An image of Finance Minister Senator Muhammad Aurangzeb chairing the Economic Coordination Committee (ECC) of the federal meeting's meeting at the Finance Division on December 9, 2025. — Facebook/@FinanceMinistryPK
The Economic Coordination Committee (ECC) of the Cabinet on Tuesday approved an increase in the profit margins of oil marketing companies (OMCs) and petroleum dealers on petrol and high-speed diesel.
The decision, in line with the National Consumer Price Index (CPI) for 2023–24 and 2024–25, adjusts margins by 5% to 10% to compensate for sector-wide inflation.
The ECC meeting was presided over by the Finance Minister Senator Muhammad Aurangzeb. It was further informed that half of the revised margins would be implemented immediately, while the remaining half will be subjected to the progress on digitisation by the Petroleum Division, which will be reviewed by June 1, 2026.

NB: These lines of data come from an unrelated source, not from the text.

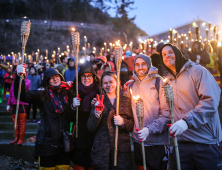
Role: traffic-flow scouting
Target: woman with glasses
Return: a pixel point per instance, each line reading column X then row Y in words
column 54, row 102
column 102, row 122
column 88, row 87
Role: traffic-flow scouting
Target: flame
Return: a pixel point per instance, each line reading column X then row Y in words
column 136, row 98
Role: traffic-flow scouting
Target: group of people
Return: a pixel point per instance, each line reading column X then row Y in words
column 196, row 99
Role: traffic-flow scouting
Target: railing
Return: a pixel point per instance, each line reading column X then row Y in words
column 60, row 23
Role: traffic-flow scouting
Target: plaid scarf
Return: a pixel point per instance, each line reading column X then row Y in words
column 55, row 101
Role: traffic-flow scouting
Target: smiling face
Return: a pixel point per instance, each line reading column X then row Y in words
column 169, row 58
column 109, row 84
column 87, row 79
column 55, row 80
column 32, row 71
column 141, row 68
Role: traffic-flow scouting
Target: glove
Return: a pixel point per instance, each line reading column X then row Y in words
column 76, row 102
column 21, row 69
column 143, row 134
column 98, row 113
column 173, row 135
column 118, row 120
column 178, row 128
column 8, row 108
column 99, row 104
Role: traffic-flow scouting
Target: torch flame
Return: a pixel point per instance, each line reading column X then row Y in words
column 136, row 98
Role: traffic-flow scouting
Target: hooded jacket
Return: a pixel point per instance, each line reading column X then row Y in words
column 196, row 100
column 70, row 74
column 156, row 113
column 83, row 144
column 49, row 137
column 204, row 56
column 12, row 100
column 35, row 80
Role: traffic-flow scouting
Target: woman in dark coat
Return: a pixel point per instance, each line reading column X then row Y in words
column 199, row 55
column 102, row 121
column 54, row 103
column 88, row 87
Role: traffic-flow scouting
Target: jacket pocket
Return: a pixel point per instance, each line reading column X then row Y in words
column 124, row 148
column 100, row 155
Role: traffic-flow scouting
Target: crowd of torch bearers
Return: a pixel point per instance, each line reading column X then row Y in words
column 174, row 38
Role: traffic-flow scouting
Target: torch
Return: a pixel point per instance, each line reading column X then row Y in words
column 140, row 114
column 215, row 30
column 118, row 60
column 105, row 47
column 197, row 33
column 85, row 41
column 75, row 42
column 207, row 34
column 46, row 53
column 168, row 93
column 25, row 30
column 171, row 36
column 176, row 36
column 217, row 40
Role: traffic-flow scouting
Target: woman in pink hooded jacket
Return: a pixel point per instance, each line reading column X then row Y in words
column 21, row 121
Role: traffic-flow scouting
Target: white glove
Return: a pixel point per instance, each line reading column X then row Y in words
column 118, row 121
column 8, row 108
column 144, row 133
column 21, row 69
column 179, row 127
column 76, row 102
column 98, row 113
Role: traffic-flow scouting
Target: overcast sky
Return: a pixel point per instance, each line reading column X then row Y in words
column 157, row 16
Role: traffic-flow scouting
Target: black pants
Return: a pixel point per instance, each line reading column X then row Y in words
column 22, row 109
column 156, row 156
column 61, row 158
column 195, row 156
column 34, row 110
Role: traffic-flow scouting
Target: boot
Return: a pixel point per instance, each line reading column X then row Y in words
column 47, row 168
column 77, row 167
column 16, row 131
column 62, row 167
column 4, row 93
column 22, row 127
column 141, row 168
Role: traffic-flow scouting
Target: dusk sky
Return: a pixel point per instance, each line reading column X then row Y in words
column 157, row 16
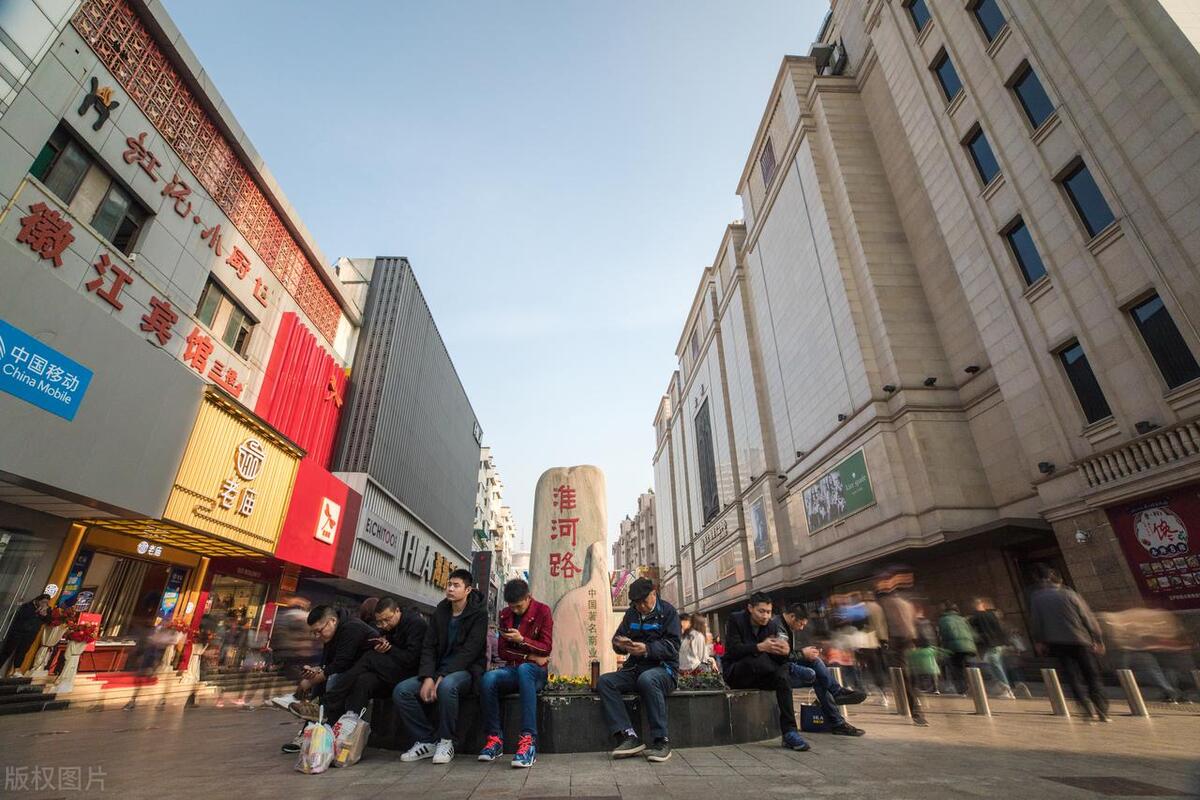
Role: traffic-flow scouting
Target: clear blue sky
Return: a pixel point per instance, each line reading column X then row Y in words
column 558, row 172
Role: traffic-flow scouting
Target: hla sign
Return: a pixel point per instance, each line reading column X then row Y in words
column 40, row 374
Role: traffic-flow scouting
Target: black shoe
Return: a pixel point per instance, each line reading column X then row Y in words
column 628, row 746
column 849, row 697
column 659, row 751
column 846, row 729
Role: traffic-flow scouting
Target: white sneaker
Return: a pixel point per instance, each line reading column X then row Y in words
column 283, row 701
column 444, row 753
column 419, row 751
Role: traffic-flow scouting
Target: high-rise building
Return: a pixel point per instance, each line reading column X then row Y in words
column 958, row 326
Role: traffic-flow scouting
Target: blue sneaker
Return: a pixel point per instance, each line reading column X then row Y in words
column 527, row 752
column 492, row 749
column 793, row 740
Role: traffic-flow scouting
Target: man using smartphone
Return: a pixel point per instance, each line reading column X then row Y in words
column 527, row 636
column 649, row 636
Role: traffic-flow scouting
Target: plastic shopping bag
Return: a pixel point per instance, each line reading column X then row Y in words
column 349, row 739
column 317, row 750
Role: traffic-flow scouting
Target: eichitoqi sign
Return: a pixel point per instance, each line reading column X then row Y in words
column 569, row 566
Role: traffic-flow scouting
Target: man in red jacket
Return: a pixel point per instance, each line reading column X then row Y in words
column 527, row 635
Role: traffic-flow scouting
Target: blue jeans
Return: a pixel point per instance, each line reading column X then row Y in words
column 652, row 684
column 815, row 674
column 407, row 697
column 527, row 679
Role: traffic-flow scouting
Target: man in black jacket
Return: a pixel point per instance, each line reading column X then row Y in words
column 649, row 636
column 395, row 656
column 345, row 638
column 27, row 623
column 453, row 659
column 756, row 653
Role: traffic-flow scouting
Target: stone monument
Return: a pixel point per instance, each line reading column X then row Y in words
column 569, row 567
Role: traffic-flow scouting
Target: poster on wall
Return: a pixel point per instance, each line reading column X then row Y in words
column 840, row 492
column 1156, row 537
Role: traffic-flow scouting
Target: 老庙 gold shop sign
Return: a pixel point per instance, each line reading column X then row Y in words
column 237, row 476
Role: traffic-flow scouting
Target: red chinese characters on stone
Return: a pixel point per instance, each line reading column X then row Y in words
column 137, row 152
column 563, row 565
column 239, row 262
column 179, row 191
column 199, row 348
column 160, row 320
column 261, row 292
column 226, row 378
column 120, row 280
column 46, row 233
column 564, row 528
column 213, row 235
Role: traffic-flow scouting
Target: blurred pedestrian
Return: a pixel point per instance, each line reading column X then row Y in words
column 1066, row 630
column 958, row 638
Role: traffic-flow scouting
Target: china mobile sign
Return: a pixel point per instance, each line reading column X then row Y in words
column 40, row 374
column 1155, row 534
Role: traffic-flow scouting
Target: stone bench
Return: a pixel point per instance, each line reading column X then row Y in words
column 574, row 723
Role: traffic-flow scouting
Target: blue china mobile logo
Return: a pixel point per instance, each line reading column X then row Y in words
column 40, row 374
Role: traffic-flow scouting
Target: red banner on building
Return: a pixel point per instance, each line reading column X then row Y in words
column 1155, row 535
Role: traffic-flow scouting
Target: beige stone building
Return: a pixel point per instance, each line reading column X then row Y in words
column 958, row 326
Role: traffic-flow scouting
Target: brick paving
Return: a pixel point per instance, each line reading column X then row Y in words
column 172, row 752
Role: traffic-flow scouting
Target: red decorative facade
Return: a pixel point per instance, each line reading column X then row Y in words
column 127, row 49
column 303, row 390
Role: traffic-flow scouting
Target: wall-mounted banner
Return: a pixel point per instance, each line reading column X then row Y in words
column 40, row 374
column 843, row 491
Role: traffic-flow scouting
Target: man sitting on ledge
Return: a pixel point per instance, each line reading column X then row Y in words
column 807, row 669
column 756, row 651
column 527, row 635
column 649, row 635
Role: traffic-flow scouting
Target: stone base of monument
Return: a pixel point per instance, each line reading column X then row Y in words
column 574, row 723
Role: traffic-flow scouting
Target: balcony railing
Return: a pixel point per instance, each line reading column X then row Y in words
column 1147, row 452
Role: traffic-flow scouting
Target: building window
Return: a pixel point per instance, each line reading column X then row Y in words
column 989, row 17
column 88, row 190
column 1091, row 206
column 1020, row 242
column 709, row 499
column 1031, row 95
column 982, row 155
column 1164, row 342
column 919, row 13
column 947, row 76
column 1083, row 380
column 767, row 163
column 221, row 313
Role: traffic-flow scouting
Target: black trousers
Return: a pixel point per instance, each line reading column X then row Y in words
column 765, row 673
column 1078, row 663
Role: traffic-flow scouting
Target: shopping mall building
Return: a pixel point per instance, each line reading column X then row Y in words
column 958, row 326
column 177, row 360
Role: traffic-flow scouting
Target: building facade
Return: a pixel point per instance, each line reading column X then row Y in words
column 637, row 545
column 958, row 325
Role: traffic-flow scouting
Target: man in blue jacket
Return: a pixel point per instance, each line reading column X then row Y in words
column 649, row 637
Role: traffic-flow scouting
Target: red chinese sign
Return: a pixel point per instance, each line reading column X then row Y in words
column 562, row 563
column 1155, row 536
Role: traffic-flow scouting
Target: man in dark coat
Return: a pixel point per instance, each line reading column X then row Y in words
column 395, row 656
column 27, row 623
column 453, row 659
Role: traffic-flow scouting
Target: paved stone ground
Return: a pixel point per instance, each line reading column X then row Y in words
column 172, row 752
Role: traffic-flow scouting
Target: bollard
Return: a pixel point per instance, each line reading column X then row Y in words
column 1054, row 691
column 978, row 691
column 835, row 675
column 899, row 693
column 1133, row 695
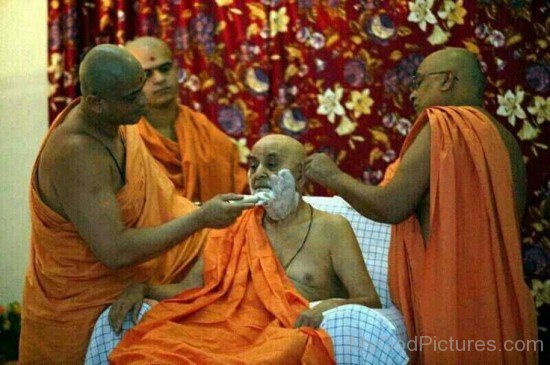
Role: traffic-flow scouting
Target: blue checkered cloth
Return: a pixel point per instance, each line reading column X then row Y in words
column 360, row 335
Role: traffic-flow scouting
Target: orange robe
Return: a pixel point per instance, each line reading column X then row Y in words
column 66, row 287
column 203, row 163
column 244, row 313
column 467, row 283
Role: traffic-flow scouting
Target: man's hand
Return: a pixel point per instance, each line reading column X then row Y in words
column 218, row 212
column 321, row 169
column 130, row 300
column 310, row 318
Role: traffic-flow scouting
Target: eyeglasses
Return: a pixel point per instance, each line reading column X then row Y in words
column 417, row 79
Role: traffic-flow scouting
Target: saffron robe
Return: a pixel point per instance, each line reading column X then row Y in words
column 202, row 163
column 466, row 283
column 244, row 313
column 66, row 287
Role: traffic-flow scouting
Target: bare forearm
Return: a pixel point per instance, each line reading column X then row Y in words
column 137, row 245
column 369, row 201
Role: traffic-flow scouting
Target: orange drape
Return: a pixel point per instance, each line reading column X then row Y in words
column 204, row 162
column 467, row 282
column 244, row 314
column 66, row 287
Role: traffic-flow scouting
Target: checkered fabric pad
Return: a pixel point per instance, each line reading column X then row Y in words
column 360, row 335
column 373, row 237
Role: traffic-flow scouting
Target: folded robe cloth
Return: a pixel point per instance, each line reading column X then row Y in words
column 203, row 162
column 466, row 283
column 67, row 287
column 244, row 313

According to Geo News, the decision is expected to push petrol and diesel prices up by up to Rs2.56 per litre. An increase of Rs1.28 per litre will be transferred to consumers right away.
The ECC approved a Rs1.22 per litre rise in OMCs' margins on both petrol and diesel, while dealers' commission has been raised by Rs1.34 per litre on each fuel type.
Apart from increasing the prices of fuel products, the ECC approved a number of other decisions regarding changes in the rules of vehicle imports, restrictions on imports of certain chemicals, and provision of funds for digital transformation.
However, the increase in fuel prices remains the most immediate concern for the consumer.